With an increase in the number of renters and landlords, the amount of rented property being a consideration during divorce is at an all time high. So, what can you do if you are the tenant or the spouse of the tenant? Does it make a difference if you are named on the tenancy agreement, or it is in your spouse’s sole name? What if you are a landlord? What might happen to this property on divorce? We look at the issues.
Rented property as a marital asset
The increase in rented accommodations means that a greater number of divorces now involve decisions about what happens to the rented property. While a home that is rented may not be a financial asset in the same way that a mortgaged property is, it is nonetheless a significant consideration.
The treatment of a rented property in divorce depends on whether both spouses are named on the tenancy agreement or whether it is held in one spouse’s sole name.
If both spouses are named jointly on the tenancy agreement
If both spouses are named on the tenancy agreement, they are joint tenants. This means they both have equal rights to live in the property, and are both are equally liable for the rent and any other obligations under the tenancy.
In the event of a divorce, the question of what happens to the rented home can become a part of the divorce settlement, similar to how ownership of a house would be treated. If both parties agree, one spouse may decide to move out, while the other remains in the property and takes over responsibility for the rent. In this case, both parties can either negotiate for the tenancy to be transferred into the name of the spouse who is staying, or they can both continue to be liable for the rent until the tenancy is terminated.
Where there are children involved, the family court is likely to prioritise their needs. The court may decide that the parent who will have day-to-day care of the children should remain in the property to provide stability. In such cases, a court can order a transfer of tenancy to the spouse staying in the home under the Family Law Act 1996. This Act gives courts the power to decide who should stay in the home and transfer tenancies between spouses during divorce, provided certain conditions are met.
What if only one spouse is named on the tenancy agreement?
If the tenancy is solely in one spouse’s name, the situation can become more complex. Legally, the spouse whose name is on the tenancy has the right to occupy the property. However, the spouse who is not named may still have certain rights under family law.
Under the Matrimonial Homes Act 1983, a spouse who is not named on the tenancy can apply for what is known as “home rights.” These rights give the non-tenant spouse the right to continue living in the property, at least temporarily, even though they are not the official tenant. This can be crucial in situations where one spouse wants to remain in the home, particularly if there are children involved.
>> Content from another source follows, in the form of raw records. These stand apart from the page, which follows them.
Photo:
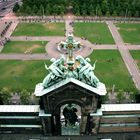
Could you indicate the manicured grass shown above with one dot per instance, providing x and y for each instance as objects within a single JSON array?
[
  {"x": 39, "y": 29},
  {"x": 110, "y": 69},
  {"x": 18, "y": 75},
  {"x": 136, "y": 55},
  {"x": 25, "y": 47},
  {"x": 94, "y": 32},
  {"x": 130, "y": 32}
]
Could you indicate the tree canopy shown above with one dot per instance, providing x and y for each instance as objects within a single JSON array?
[{"x": 80, "y": 7}]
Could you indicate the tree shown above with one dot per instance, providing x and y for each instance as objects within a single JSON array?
[
  {"x": 16, "y": 8},
  {"x": 5, "y": 95},
  {"x": 104, "y": 7},
  {"x": 76, "y": 10},
  {"x": 47, "y": 10},
  {"x": 24, "y": 96},
  {"x": 99, "y": 12}
]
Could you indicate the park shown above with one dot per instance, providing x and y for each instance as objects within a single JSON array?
[{"x": 70, "y": 70}]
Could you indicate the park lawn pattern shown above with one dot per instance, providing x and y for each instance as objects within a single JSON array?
[
  {"x": 136, "y": 56},
  {"x": 25, "y": 47},
  {"x": 18, "y": 75},
  {"x": 130, "y": 32},
  {"x": 40, "y": 29},
  {"x": 94, "y": 32},
  {"x": 110, "y": 69}
]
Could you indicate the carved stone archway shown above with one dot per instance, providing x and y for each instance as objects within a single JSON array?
[{"x": 69, "y": 93}]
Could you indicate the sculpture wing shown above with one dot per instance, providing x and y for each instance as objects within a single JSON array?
[{"x": 93, "y": 68}]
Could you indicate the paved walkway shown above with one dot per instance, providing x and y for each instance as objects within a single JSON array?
[
  {"x": 132, "y": 67},
  {"x": 51, "y": 48}
]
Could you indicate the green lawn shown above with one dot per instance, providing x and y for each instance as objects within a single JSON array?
[
  {"x": 18, "y": 75},
  {"x": 110, "y": 69},
  {"x": 39, "y": 29},
  {"x": 94, "y": 32},
  {"x": 25, "y": 47},
  {"x": 130, "y": 32},
  {"x": 136, "y": 55}
]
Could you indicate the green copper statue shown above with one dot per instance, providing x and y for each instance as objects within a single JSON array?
[{"x": 78, "y": 68}]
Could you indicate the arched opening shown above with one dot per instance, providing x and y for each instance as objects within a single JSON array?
[{"x": 70, "y": 117}]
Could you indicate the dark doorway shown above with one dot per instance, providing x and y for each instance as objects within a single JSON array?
[{"x": 70, "y": 116}]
It is important to note that the non-tenant spouse will still need to obtain a new tenancy agreement in their name if they wish to stay in the property after the divorce is finalised. The court can intervene and order the transfer of the tenancy if they deem it appropriate, for example, to safeguard the welfare of children.
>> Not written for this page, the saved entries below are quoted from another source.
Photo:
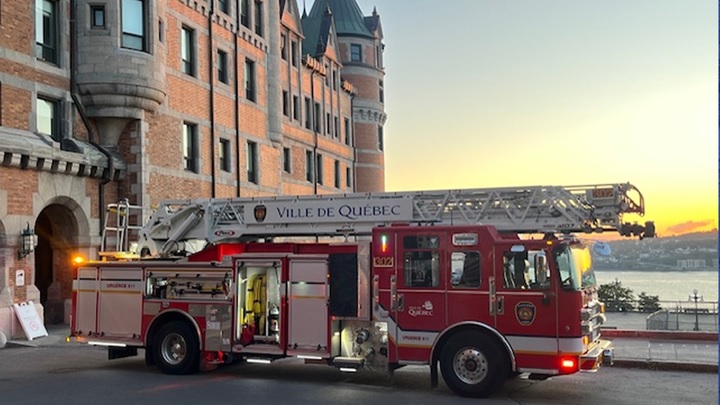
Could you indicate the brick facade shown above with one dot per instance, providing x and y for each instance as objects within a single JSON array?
[{"x": 120, "y": 119}]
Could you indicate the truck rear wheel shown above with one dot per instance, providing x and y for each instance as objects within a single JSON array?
[
  {"x": 176, "y": 348},
  {"x": 473, "y": 364}
]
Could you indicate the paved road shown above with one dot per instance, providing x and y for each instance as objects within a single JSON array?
[{"x": 79, "y": 374}]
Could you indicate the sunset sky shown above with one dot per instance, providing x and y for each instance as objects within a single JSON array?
[{"x": 491, "y": 93}]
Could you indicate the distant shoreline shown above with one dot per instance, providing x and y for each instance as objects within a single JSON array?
[{"x": 703, "y": 270}]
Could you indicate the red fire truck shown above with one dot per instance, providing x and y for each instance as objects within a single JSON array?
[{"x": 480, "y": 283}]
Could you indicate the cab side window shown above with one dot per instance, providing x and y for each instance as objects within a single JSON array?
[
  {"x": 526, "y": 270},
  {"x": 465, "y": 269},
  {"x": 421, "y": 261}
]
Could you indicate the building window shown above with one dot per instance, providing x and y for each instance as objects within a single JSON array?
[
  {"x": 337, "y": 174},
  {"x": 250, "y": 80},
  {"x": 97, "y": 16},
  {"x": 308, "y": 166},
  {"x": 381, "y": 145},
  {"x": 252, "y": 163},
  {"x": 355, "y": 53},
  {"x": 47, "y": 115},
  {"x": 317, "y": 117},
  {"x": 307, "y": 113},
  {"x": 287, "y": 160},
  {"x": 225, "y": 155},
  {"x": 258, "y": 18},
  {"x": 133, "y": 15},
  {"x": 222, "y": 67},
  {"x": 293, "y": 53},
  {"x": 188, "y": 50},
  {"x": 347, "y": 131},
  {"x": 224, "y": 6},
  {"x": 286, "y": 103},
  {"x": 190, "y": 150},
  {"x": 46, "y": 30},
  {"x": 245, "y": 13},
  {"x": 318, "y": 165}
]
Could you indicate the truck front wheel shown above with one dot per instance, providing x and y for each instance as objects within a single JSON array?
[
  {"x": 176, "y": 348},
  {"x": 473, "y": 364}
]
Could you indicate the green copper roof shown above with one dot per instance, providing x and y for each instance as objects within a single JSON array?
[{"x": 347, "y": 15}]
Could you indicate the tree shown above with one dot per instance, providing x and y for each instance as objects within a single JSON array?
[
  {"x": 648, "y": 303},
  {"x": 616, "y": 297}
]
What happens if both spouses want to stay in a rented property?
If both spouses wish to remain in the rented property, and both are named on the tenancy, they could negotiate a solution with the help of their solicitors or through mediation. Alternatively, if they cannot agree, the matter may be brought before a family court, which would make a decision based on several factors, including the needs of any children and each spouse’s financial circumstances.
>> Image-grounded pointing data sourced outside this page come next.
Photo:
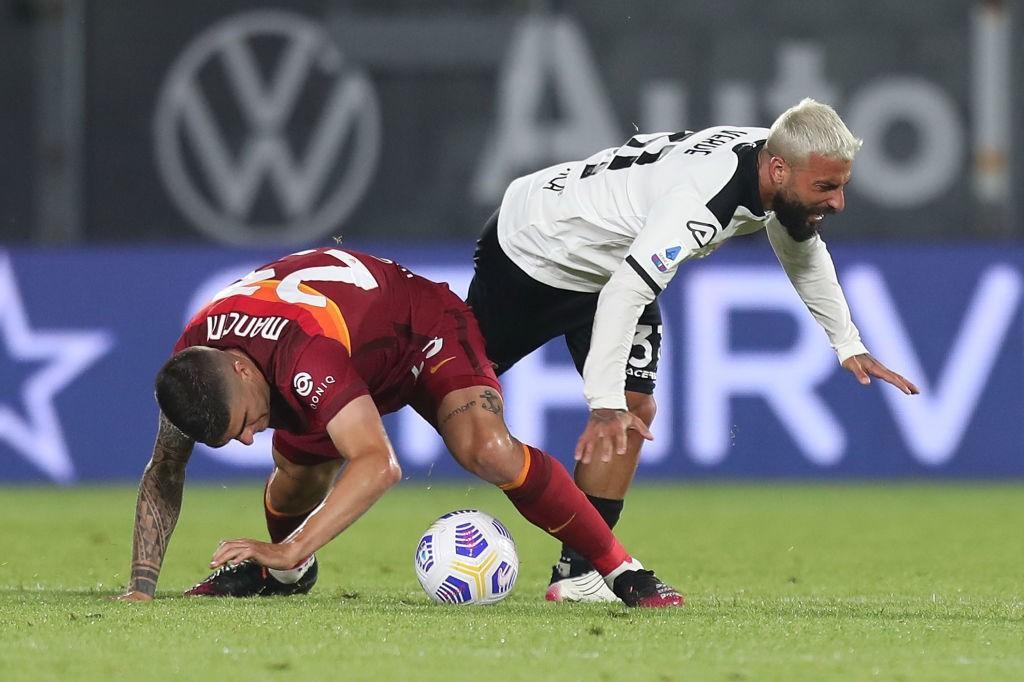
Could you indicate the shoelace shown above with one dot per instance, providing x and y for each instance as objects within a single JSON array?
[{"x": 222, "y": 569}]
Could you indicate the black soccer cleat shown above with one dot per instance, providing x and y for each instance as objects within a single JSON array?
[
  {"x": 251, "y": 580},
  {"x": 642, "y": 588}
]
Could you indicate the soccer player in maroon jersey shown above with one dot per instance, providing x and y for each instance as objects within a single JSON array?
[{"x": 317, "y": 345}]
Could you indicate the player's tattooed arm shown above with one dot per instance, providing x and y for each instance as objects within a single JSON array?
[
  {"x": 491, "y": 401},
  {"x": 158, "y": 507}
]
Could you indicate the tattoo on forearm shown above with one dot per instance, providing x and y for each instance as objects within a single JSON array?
[
  {"x": 458, "y": 411},
  {"x": 159, "y": 506},
  {"x": 493, "y": 401},
  {"x": 604, "y": 415}
]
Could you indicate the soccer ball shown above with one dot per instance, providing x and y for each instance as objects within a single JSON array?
[{"x": 467, "y": 557}]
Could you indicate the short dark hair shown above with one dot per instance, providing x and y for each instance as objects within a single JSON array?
[{"x": 192, "y": 391}]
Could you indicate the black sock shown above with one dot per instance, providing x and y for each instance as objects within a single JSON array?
[{"x": 610, "y": 510}]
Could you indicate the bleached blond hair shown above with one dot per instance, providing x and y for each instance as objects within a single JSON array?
[{"x": 808, "y": 128}]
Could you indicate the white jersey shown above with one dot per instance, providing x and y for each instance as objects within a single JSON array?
[{"x": 623, "y": 220}]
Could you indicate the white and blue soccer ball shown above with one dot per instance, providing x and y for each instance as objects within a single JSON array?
[{"x": 467, "y": 557}]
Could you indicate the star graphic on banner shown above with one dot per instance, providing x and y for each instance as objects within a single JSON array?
[{"x": 56, "y": 357}]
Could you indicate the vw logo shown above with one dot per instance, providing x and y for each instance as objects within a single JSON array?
[{"x": 264, "y": 132}]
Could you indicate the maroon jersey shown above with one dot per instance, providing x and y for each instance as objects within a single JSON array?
[{"x": 328, "y": 326}]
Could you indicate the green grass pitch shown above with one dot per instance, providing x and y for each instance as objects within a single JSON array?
[{"x": 783, "y": 583}]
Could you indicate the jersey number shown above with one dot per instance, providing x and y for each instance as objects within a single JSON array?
[
  {"x": 353, "y": 272},
  {"x": 653, "y": 146}
]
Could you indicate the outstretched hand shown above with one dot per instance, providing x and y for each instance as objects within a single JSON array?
[
  {"x": 864, "y": 367},
  {"x": 605, "y": 433},
  {"x": 266, "y": 554}
]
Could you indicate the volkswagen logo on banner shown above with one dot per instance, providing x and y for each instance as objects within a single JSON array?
[{"x": 264, "y": 132}]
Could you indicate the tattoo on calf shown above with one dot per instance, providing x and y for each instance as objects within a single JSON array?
[
  {"x": 458, "y": 411},
  {"x": 159, "y": 506},
  {"x": 493, "y": 401}
]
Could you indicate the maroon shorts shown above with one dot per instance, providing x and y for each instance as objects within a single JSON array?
[{"x": 460, "y": 361}]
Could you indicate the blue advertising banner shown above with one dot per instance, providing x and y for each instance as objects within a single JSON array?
[{"x": 748, "y": 386}]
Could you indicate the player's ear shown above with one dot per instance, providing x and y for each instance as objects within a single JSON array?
[
  {"x": 777, "y": 169},
  {"x": 241, "y": 369}
]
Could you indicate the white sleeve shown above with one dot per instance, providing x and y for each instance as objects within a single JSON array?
[
  {"x": 813, "y": 275},
  {"x": 676, "y": 227}
]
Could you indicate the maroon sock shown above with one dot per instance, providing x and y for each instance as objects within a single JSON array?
[{"x": 545, "y": 494}]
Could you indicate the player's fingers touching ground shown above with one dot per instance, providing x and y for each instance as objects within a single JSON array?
[{"x": 638, "y": 425}]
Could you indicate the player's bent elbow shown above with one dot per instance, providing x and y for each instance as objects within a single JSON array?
[
  {"x": 392, "y": 474},
  {"x": 643, "y": 406}
]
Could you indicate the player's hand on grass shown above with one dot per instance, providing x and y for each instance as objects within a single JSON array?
[
  {"x": 864, "y": 367},
  {"x": 133, "y": 595},
  {"x": 605, "y": 434},
  {"x": 266, "y": 554}
]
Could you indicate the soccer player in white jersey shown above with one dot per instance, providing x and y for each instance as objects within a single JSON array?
[{"x": 583, "y": 249}]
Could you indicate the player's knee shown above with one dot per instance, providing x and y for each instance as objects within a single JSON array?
[
  {"x": 643, "y": 406},
  {"x": 489, "y": 457}
]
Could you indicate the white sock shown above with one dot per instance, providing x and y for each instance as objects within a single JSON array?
[
  {"x": 292, "y": 576},
  {"x": 632, "y": 564}
]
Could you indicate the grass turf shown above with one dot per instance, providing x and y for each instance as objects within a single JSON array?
[{"x": 782, "y": 583}]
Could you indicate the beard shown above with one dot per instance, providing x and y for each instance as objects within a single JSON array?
[{"x": 796, "y": 217}]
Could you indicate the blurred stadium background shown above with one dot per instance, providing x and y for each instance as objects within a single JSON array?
[{"x": 153, "y": 152}]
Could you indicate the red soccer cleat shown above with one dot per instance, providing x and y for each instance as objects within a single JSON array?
[
  {"x": 643, "y": 589},
  {"x": 251, "y": 580}
]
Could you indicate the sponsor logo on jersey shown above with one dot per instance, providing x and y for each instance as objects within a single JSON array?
[
  {"x": 641, "y": 374},
  {"x": 317, "y": 395},
  {"x": 660, "y": 257},
  {"x": 710, "y": 143},
  {"x": 303, "y": 383},
  {"x": 245, "y": 326},
  {"x": 702, "y": 232}
]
The court may order one spouse to remain in the property and assume responsibility for the tenancy, while the other spouse moves out. In these cases, the tenancy might be transferred to the spouse who is staying, although this depends on negotiations with the landlord. A spouse who has been violent or abusive might be ordered to leave.
What happens on divorce if you own a rented property?
In a divorce, all assets owned by the couple, whether held jointly or in one spouse’s name, are considered part of the matrimonial pot. This includes rented properties, even if one spouse is primarily responsible for the day-to-day management of these assets. The court looks at the entire financial situation of both parties, and rental income, as well as the value of the properties themselves, will be factored into the financial settlement.
If the rented property was purchased or maintained using joint funds, or if it is considered a significant part of the couple’s financial resources, it is highly likely that the property will be viewed as a marital asset, even if it is in the sole name of one spouse.
One of the first steps in determining how a rented property is dealt with in divorce is establishing its value. This includes not only the market value of the property but also the rental income it generates. For landlords with multiple properties, the rental income may be a substantial part of the marital assets and, therefore, considered in the overall financial settlement.
In some cases, one spouse may be required to transfer ownership of a rental property to the other spouse as part of the settlement. If the properties are part of a broader rental business or portfolio, one option may be to divide the portfolio between both parties, giving each a share of the assets and future rental income.
Alternatively, the court may order the sale of a rented property, with the proceeds being divided between the parties. This can be particularly relevant if the couple owns only one or two rental properties, and there isn’t an easy way to divide the assets. The sale allows both spouses to walk away with liquid funds rather than continue to have shared responsibilities over a property.